Deep Impact

Statistically speaking, our chances of dying as the result of the impact of a comet or asteroid are about the same as those of dying in a commercial aircraft accident!

What would you do if you found out that in a few months, or weeks or days, a comet was going to hit the earth and probably kill off humanity?

Deep Impact is an unusually effective film, confronting and examining what must be one of the most basic of our fears, our mortality, and on a species wide scale.

Deep Impact is likely to be hugely successful for those not hooked impossibly on colour and motion, violence and mayhem. It was directed by Mimi Leder, who has previously directed The Peacemaker as well as numerous television episodes of ER as well as China beach. Mimi Leder was the first woman cinematographer to study at the prestigious American Film Institute and is obviously a master craftsman.

I mention this firstly because Deep Impact is so impressive, but also because Deep Impact isn't a special effects or action film. Deep Impact gives what perhaps we can call a woman's perspective of a catastrophe film and is an involving human drama centred around a cataclysmic event.

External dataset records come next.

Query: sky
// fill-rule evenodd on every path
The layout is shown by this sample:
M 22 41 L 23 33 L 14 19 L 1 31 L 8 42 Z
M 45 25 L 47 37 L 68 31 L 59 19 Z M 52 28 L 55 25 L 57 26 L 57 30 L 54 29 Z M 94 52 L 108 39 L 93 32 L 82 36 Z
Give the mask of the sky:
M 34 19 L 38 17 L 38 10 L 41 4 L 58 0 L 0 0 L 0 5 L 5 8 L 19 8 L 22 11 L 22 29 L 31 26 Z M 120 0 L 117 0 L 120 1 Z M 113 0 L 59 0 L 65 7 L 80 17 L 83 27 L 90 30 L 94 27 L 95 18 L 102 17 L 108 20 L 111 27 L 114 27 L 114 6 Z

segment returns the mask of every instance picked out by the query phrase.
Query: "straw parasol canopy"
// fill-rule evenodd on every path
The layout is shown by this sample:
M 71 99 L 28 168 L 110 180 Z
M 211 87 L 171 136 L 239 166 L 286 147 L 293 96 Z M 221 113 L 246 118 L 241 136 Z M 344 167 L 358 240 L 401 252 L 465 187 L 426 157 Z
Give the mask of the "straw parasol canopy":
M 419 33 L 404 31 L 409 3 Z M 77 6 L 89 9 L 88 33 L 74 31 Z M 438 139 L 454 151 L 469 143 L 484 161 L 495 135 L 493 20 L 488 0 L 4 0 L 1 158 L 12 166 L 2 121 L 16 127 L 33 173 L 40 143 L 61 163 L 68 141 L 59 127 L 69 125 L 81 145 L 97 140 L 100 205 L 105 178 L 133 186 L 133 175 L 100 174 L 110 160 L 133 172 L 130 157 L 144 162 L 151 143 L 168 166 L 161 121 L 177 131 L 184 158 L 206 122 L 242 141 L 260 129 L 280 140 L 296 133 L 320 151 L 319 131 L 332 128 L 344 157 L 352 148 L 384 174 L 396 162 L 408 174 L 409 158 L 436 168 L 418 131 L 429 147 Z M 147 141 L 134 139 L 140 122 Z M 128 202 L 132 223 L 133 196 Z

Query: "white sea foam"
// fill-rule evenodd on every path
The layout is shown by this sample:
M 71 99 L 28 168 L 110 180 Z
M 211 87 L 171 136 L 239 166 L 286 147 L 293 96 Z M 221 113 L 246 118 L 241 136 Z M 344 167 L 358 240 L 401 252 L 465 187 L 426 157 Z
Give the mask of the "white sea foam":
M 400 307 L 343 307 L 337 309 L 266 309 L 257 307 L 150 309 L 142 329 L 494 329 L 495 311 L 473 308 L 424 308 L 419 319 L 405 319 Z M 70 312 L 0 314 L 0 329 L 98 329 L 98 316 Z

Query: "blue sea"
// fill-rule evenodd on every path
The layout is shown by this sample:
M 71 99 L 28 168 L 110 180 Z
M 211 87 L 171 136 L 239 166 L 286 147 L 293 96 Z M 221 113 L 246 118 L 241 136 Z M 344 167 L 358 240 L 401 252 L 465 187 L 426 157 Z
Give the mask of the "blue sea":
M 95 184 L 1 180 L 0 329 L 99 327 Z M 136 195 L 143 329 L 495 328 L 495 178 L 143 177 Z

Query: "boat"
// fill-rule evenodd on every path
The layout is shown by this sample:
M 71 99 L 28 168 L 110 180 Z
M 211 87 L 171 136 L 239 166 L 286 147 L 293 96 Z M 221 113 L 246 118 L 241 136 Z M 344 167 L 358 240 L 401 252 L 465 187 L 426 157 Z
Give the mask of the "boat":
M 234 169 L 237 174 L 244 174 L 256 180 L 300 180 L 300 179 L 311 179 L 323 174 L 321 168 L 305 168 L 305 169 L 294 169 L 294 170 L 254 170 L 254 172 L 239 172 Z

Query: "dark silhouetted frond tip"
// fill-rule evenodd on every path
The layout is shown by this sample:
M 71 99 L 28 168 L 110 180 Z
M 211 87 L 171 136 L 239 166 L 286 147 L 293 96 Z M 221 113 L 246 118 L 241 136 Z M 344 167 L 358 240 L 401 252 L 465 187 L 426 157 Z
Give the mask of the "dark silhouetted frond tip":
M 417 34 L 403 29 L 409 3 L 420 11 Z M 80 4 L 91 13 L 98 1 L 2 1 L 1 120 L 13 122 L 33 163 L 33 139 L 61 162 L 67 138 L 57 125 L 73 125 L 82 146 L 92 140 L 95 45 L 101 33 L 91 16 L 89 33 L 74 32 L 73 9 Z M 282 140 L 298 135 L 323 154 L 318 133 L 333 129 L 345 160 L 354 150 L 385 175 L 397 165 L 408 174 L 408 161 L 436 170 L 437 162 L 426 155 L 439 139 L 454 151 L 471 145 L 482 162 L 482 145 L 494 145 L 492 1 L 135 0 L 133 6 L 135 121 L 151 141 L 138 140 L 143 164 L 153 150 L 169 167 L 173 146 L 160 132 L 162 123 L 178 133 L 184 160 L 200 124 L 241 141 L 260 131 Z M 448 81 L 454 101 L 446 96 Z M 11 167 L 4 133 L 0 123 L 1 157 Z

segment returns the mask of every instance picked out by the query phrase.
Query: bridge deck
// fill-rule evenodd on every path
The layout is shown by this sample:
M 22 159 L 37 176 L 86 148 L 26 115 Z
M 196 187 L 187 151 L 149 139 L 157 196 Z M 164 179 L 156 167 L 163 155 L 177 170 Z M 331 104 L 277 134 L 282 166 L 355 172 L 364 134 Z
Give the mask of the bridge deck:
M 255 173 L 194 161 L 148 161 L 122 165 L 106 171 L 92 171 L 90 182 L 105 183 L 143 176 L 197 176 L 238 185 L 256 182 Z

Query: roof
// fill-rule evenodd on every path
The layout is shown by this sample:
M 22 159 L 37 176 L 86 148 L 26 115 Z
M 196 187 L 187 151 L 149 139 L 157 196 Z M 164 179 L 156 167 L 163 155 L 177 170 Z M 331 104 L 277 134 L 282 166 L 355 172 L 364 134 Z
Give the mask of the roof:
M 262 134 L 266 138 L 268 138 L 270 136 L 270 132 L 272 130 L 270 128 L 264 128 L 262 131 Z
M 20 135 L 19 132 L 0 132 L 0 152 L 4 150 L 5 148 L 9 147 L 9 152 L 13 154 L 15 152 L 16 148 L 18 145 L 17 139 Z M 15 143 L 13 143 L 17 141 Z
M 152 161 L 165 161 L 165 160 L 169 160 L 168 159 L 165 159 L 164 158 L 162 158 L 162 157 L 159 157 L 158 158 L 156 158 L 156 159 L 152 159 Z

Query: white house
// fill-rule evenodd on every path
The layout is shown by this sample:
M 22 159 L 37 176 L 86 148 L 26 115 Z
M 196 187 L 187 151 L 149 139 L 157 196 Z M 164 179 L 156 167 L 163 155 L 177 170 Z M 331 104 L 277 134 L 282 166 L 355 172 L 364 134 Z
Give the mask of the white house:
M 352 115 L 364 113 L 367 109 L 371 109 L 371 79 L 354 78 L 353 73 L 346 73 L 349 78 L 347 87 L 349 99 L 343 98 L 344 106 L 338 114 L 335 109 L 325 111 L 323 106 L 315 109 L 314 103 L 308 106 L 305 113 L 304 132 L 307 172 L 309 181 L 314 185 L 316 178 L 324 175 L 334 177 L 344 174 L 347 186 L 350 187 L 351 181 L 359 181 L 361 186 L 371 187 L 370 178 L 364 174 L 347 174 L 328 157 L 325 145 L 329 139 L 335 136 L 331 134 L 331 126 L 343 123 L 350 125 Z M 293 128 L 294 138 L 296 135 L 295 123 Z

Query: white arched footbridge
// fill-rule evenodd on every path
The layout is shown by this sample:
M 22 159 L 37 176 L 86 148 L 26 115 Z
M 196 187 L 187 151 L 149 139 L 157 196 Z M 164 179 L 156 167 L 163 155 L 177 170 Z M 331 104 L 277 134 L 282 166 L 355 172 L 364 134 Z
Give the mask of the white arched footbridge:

But even though Deep Impact is spectacular, it's also thought provoking and is likely to leave you pondering on the fragility of our lives; an unlikely achievement for a mainstream movie!

Tea Leoni, who's major credits so far have been on the box, plays Jenny Lerner. Her subtle performance is likely to at least earn her an Academy award nomination for best actress!

She plays a journalist who stumbles onto what seems to be a government cover up of some scandal. But it turns out that the scandal is huge and involves the probable destruction of Earth. She gets a scoop from the American President no less, who is played by the always warmly impressive Morgan Freeman.

Then Deep Impact becomes an involving human interest drama centred around self sacrifice because only some of the Earth's citizens may survive, buried in caves that have been secretly prepared.

A lottery is devised to chose the lucky one million to go underground, the military enforce martial law and husbands, everyone, must decide if they or their children, or their cousins, or their mothers can take their places. If they have a choice!

Those who have lovers might have been chosen but then they in turn must decide whether they will leave their best friends and partners behind. A side plot is provided by a space ship which is sent to the asteroid to attempt to blow it up. The astronauts have left their partners and children behind. Vanessa Redgrave, Robert Duvall and Maximilian Schell are also in the talented cast.

If I have a quibble with Deep Impact it lies with the space scenes, the action on the asteroid, but not because they aren't done well. It's just disappointing that we're taken from, divorced from, the more human events happening back on the threatened planet.

The excellent young actor Elijah Wood (Huck Finn, The Ice Storm, The War) stars as Leo. Leelee Sobieski who was fine in the recent Tim Allen vehicle Jungle 2 Jungle plays his girlfriend. If you were unfortunate enough to see Jungle 2 Jungle you might remember her.

Deep Impact is mainstream but an effective, thought provoking mainstream movie. I'm not sure how a young, action oriented audience will react to Deep Impact but this latest film from Dreamworks will be a huge hit with the rest of the planet, pun intended.